Savant receives grant from NIDA for development of compulsive behavior

Savant HWP, Inc. has announced the receipt of a three-year grant to support the development of 18-MC, or 18-methoxycoronaridine, as a potential orally active treatment for drug addiction, obesity and other forms of compulsive behavior.

The grant, given by the National Institute on Drug Abuse (NIDA) of the National Institutes of Health (NIH), provides a total of $6,486,657 to support IND-enabling studies and GMP Scale-Up of 18-MC for use in clinical trials. Savant expects to begin human clinical safety studies of 18-MC in Brazil in early 2013, where the drug will also be studied as a potential treatment for leishmaniasis, and to begin US clinical development in addiction in 2014.

"Unlike current treatments for drug addiction and nicotine abuse, 18-MC uniquely targets the central dopamine "reward" pathway involved in all forms of addictive "pleasure-seeking" behaviors, including over-eating," said Stephen Hurst, Savant HWP Chairman and CEO.

"Years of preclinical research using a variety of addiction models, by Savant's scientific founder, Stanley Glick, Director of the Center for Neuropharmacology and Neuroscience at Albany Medical College, suggests this compound has the potential to bring a major treatment advance to the fields of addiction medicine and obesity therapy."

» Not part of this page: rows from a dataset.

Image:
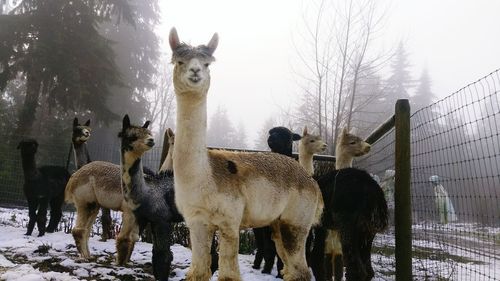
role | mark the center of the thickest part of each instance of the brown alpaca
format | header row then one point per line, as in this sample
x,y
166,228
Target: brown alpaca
x,y
96,185
79,138
348,147
229,191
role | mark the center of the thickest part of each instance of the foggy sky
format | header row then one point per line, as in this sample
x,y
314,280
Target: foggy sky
x,y
456,40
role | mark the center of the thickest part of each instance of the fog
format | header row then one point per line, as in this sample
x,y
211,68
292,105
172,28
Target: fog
x,y
255,73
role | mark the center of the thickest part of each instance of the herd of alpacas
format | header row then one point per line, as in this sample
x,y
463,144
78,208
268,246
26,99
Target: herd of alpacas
x,y
307,216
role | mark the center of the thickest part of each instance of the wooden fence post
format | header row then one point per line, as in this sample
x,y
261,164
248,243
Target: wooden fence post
x,y
402,195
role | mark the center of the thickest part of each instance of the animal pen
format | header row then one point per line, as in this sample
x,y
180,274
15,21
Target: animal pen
x,y
439,167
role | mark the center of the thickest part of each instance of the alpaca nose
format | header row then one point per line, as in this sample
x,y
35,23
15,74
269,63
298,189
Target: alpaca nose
x,y
150,142
367,148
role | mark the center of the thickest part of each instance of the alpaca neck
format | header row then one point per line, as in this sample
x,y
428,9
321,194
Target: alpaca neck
x,y
133,177
190,153
81,153
306,161
29,166
168,163
342,160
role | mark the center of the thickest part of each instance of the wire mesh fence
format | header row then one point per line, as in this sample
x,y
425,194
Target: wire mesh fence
x,y
455,185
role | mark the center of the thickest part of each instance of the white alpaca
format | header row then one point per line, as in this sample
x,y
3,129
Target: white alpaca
x,y
229,191
168,163
309,145
348,147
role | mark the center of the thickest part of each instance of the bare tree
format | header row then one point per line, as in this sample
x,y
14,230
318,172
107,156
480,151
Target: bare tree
x,y
160,102
338,52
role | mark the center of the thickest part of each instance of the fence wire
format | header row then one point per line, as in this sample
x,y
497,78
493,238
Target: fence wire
x,y
455,154
455,158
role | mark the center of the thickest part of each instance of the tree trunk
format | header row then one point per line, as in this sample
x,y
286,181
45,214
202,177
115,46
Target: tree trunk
x,y
28,111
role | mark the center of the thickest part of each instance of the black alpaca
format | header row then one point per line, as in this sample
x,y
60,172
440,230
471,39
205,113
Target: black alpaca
x,y
151,195
79,138
355,206
280,141
43,186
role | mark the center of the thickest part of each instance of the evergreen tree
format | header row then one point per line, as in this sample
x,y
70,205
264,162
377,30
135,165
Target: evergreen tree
x,y
423,94
57,47
400,81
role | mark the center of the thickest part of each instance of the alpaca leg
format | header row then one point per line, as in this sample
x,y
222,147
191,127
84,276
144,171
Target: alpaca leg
x,y
162,255
317,255
32,206
41,215
366,248
230,239
277,238
350,238
55,213
279,265
214,254
93,212
293,241
79,232
201,236
269,251
125,240
259,245
106,222
338,267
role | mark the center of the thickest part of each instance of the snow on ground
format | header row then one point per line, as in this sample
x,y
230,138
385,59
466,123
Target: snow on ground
x,y
54,257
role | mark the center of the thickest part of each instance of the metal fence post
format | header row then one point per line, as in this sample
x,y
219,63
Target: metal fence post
x,y
402,199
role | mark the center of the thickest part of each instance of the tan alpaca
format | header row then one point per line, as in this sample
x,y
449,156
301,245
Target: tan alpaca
x,y
96,185
229,191
168,163
348,147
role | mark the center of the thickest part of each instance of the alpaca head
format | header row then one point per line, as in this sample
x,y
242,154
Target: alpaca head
x,y
136,140
281,139
311,144
351,145
171,139
191,70
28,146
81,133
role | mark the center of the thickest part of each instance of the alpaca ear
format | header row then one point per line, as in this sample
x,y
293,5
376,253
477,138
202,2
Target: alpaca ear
x,y
345,131
170,133
173,39
304,132
126,122
212,45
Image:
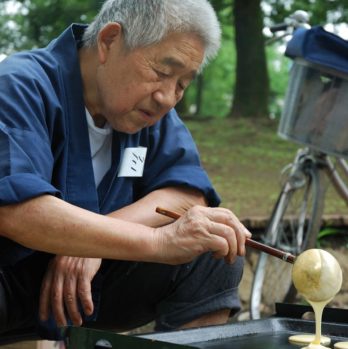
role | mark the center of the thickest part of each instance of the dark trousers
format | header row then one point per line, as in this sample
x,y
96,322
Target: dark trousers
x,y
129,294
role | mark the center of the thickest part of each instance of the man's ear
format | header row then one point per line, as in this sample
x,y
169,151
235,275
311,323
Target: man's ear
x,y
108,35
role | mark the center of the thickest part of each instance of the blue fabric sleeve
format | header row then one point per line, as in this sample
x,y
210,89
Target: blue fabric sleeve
x,y
173,159
25,151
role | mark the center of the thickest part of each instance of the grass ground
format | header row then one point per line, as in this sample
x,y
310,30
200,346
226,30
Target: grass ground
x,y
243,158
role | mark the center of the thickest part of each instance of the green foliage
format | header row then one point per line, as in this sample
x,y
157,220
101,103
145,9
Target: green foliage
x,y
218,79
326,234
278,69
321,11
39,21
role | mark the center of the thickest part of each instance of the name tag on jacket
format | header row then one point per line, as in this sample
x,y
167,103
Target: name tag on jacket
x,y
132,163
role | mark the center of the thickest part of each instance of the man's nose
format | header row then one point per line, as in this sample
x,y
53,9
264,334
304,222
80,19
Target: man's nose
x,y
166,96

"18-MC is likely to be the first of a new generation of agents effective against a broad spectrum of addictions-from hard drugs such as heroin and cocaine, to alcohol, nicotine and even sugary, high-fat foods, possibly reducing obesity rates," said Glick, who has studied the neurobiology of addiction for 40 years.

"We're also hopeful that this drug will provide the additional benefit of relief for a completely unrelated disorder, leishmaniasis, which creates painful skin lesions as well as damaging internal organs."

18-MC is an alpha-3-beta-4 nicotinic receptor antagonist that modulates excessive dopamine fluctuations in the mesolimbic system of the brain. This mechanism of action differs from all current medications used to treat addiction that are either agonists or antagonists for the addiction substance's primary receptor site.